Coconut Salmon Curry
yield: 2 servingsprep time: 5 minscook time: 20 mins
Dairy Free
Gluten Free
Pescatarian
DESCRIPTION
This coconut salmon curry is quick and easy enough to throw together on a weeknight and tastes even better as leftovers the next day. Not to mention it’s a great source of protein and omega-3 too!
INGREDIENTS
- 300g skinless salmon
- 1 onion
- 3 cloves garlic
- 2 tbsp red curry paste
- 400ml coconut milk
- Salt, to taste
- Pepper, to taste
- Lime wedges, to serve
- Cilantro, for garnish
INSTRUCTIONS
- Mince garlic and chop onion.
- Heat up a nonstick skillet over medium heat. Place salmon fillets in the skillet and season generously with salt and pepper. Cook for 4-5 minutes on each side or until golden brown. Remove from skillet and set aside. Leave about 1 tsp of the rendered salmon oil in the skillet and discard the rest.
- Add garlic and onion and cook over medium heat for 5 minutes.

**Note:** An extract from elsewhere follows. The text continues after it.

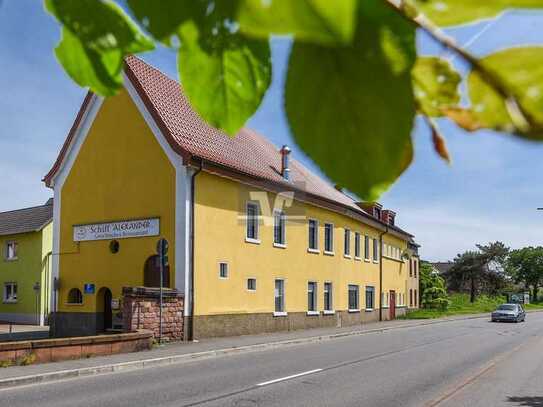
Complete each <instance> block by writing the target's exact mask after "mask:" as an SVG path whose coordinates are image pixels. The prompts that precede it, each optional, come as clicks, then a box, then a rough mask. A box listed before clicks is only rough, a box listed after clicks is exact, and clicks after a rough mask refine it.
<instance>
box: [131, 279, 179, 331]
mask: <svg viewBox="0 0 543 407" xmlns="http://www.w3.org/2000/svg"><path fill="white" fill-rule="evenodd" d="M159 292H160V290H159V289H158V288H154V287H153V288H151V287H123V325H124V329H125V330H126V331H128V332H133V331H137V330H139V329H145V330H149V331H151V332H153V335H154V337H155V338H158V337H159V332H160V296H159ZM183 304H184V298H183V294H181V293H179V292H178V291H177V290H173V289H170V288H164V289H163V295H162V339H163V340H167V341H180V340H183Z"/></svg>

- Add red curry paste and cook for 3 minutes, stirring constantly.
- Reduce the heat to low and add coconut milk. Let mixture come to a simmer, then add salmon fillets back to skillet.
- Cover and let simmer gently for 10 minutes or until salmon is cooked to your liking.
- Garnish with cilantro and serve with lime wedges. Enjoy!
NOTES
- Serve this coconut salmon curry with some steamed basmati rice and a side of steamed vegetables for a balanced meal.
- Leftovers may be kept in an airtight container in the fridge for up to 3 days.
- Feel free to add some chili powder in step 4 if you want a spicy kick.
- No additional cooking oil is needed for this recipe as salmon is naturally fatty and will release quite a bit of oil when cooking.